仿佛也无法感知情绪,就如同失智之人一般。
但除此之外,他的学习、理解与行动能力皆与常人无异。
将近十九年时间日日如此,久而久之,在人们口中的晏家子,就是一个生得好看的傻子、哑巴。
江抑却觉得这病看起来并非毫无余地。
只要不是真傻子、真哑巴,自有宫廷御医、天下医士无数。
只要女儿喜欢,他不是不可以倾尽全力,成全她一个完美的侍郎。
……
在路上将手上的信纸看完,江逢宁脑袋里空了许久,险些跌进了脚下的荷花池。
在朱栏上借力倚靠片刻,江逢宁眼中闪着泪花,在宫道上大步跑起来。
一路跑到她宫中偏殿,站在门前,阳光从房檐洒下,阴影错落有致地蔓延交织在仅仅一臂之隔的门扇上。
推开,他们就能再次相见了。
但江逢宁心中升不起一丝喜悦,有的只是忐忑,紧张,自责,和心疼。
努力逼退眼中的泪,心口犹有极细的针在刺。
她想不明白,明明一切都在变好啊,为什么只有晏难一个人还要受苦?
十九年...这么久,没有开口说过一句话,该有多痛苦难受,如此枯乏空白的十九年,他真的重新活了么?
江逢宁伸手碰到门,此时身后传来脚步声,她收回手,才意识自己满脸的泪,又连忙抬手去擦。
南律刚好停在台阶下,拿着一柄黑剑的手抱拳道:“殿下,人现在还未醒。”
江逢宁草草收拾回头,只剩下略微的鼻音,她回道:“我知道了。”
南律肯定是将人打晕了才绑来的,现在还没醒也正常。
不想南律接下来低头:“属下的意思是,他昏睡了六日,到现在还未醒。”
“什么?”江逢宁惊骇睁大了眼,语气都带了颤意,连忙问:“...怎么回事?”
在江逢宁没反应过来前,南律就单膝跪下来道:“属下在宣阳将人打晕后,从宣阳到上京六日,人就一日未醒来过。”

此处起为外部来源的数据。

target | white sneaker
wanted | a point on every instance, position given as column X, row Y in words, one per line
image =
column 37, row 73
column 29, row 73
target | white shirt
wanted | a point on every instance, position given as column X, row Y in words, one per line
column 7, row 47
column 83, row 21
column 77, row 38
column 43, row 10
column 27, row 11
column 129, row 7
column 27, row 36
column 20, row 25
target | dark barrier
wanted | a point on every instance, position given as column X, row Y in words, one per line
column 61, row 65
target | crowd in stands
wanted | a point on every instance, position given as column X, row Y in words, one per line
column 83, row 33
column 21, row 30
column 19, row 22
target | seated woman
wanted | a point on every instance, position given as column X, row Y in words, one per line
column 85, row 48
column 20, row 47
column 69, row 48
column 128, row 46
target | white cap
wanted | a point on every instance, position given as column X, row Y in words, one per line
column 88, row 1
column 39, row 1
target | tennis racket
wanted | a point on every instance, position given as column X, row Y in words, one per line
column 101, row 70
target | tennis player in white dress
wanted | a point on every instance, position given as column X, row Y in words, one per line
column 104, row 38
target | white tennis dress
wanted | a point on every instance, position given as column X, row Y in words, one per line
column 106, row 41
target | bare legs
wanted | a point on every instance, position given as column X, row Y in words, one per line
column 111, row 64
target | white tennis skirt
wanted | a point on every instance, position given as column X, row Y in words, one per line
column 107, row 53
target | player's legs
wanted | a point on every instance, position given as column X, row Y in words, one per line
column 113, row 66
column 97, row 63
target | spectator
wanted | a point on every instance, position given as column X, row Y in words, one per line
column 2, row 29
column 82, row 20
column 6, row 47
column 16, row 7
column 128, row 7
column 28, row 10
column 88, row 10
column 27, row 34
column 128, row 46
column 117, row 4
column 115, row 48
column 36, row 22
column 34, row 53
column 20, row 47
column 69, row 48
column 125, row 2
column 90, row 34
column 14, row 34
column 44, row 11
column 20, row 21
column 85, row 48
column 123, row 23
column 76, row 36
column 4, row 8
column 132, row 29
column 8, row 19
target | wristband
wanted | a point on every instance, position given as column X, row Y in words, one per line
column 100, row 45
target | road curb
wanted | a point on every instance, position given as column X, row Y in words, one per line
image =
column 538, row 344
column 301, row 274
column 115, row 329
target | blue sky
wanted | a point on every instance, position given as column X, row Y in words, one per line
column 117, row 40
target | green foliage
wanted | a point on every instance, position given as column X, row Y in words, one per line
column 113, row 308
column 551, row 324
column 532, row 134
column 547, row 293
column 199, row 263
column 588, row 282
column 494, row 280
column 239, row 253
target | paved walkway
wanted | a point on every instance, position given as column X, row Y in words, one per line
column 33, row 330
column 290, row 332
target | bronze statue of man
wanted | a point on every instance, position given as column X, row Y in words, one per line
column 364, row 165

“但路上属下找过医士把脉,人并无大碍,属下也不知为何。”
“宣阳?”江逢宁面色难看,不知道想到什么,她喃喃出声:“为什么是宣阳?”
片刻,她先立即叫来一个侍女道:“快去寻陈太医过来。”
侍女应声匆忙离去。
南律就将自己到了兰符川,之后又将人从兰符川带到上京过程中的细节,对江逢宁如实道来。
他偷偷翻进晏家后院的那日,那个传闻中美若妖,艳绝脱尘的晏家公子,就安静地坐在一棵盖如华裙的巨大枫树之下。
一袭冥兰青的锦袍,垂发如鸦羽,他仅仅只是坐着,双眸无神地坐着,便已令头顶身后似火的红枫黯然失色。
南律趁无人上前,那坐在石凳上的人,不动不喊,也不看他。
南律便拿出锦囊递到他面前。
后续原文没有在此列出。